African horse sickness vaccination status correlated with disease outcome in South Africa
Keywords:African horse sickness virus, live attenuated vaccination, vaccination status, case fatality rate
African horse sickness (AHS) is one of the economically most important equid diseases in southern Africa, contributing significantly to equine morbidity and mortality. Annual vaccination with the Onderstepoort Biological Products polyvalent live attenuated vaccine has been the mainstay of prevention in South Africa. The study objectives were to determine if there is a significant relationship between multiple variables (vaccination status, number of AHSV [African horse sickness virus] serotypes contracted, clinical presentation, order of vaccine administration, age, sex and mean Ct value) and case outcome. The study population consisted of samples of AHS cases from South Africa submitted to the Veterinary Genetics Laboratory, University of Pretoria, that were confirmed positive by real-time RT qPCR from 1 September 2017 to 30 June 2019 with a definitive disease outcome.

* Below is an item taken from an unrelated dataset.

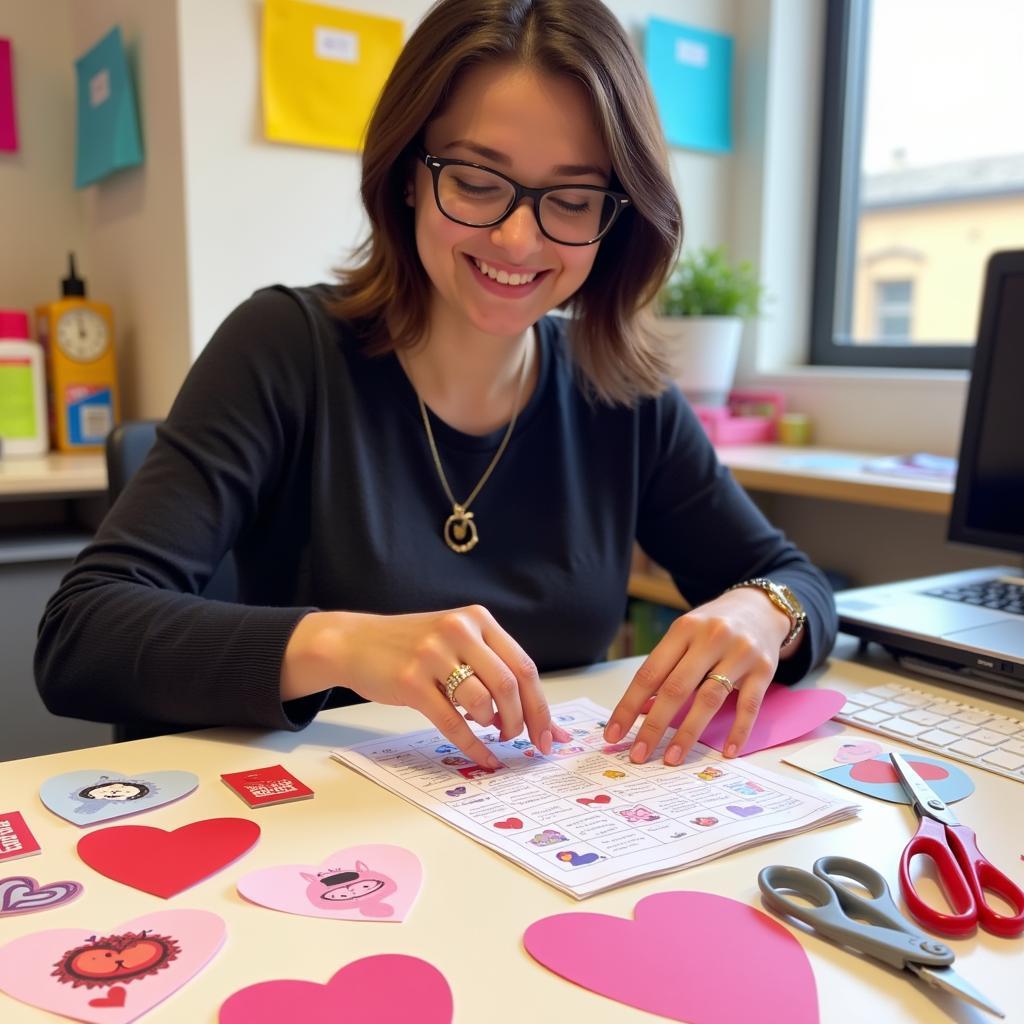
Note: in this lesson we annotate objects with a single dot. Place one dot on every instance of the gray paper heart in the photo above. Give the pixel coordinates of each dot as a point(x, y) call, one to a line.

At a univariable level, unvaccinated horses were 8.7 times more likely to die compared with horses that were vaccinated annually. Vaccination status was not statistically significant at a multivariable level, possibly due to insufficient sample size. Annual vaccination was shown to be protective. The pulmonary form of the disease and a lower Ct value had an increased likelihood of non-survival. Vaccination order was significant at a multivariable level (AHS2 vaccine administered first had a higher likelihood of survival). The study confirmed that increased case fatality was not due to vaccine failure but instead due to multiple variables, with an increased population of unvaccinated horses being one of these.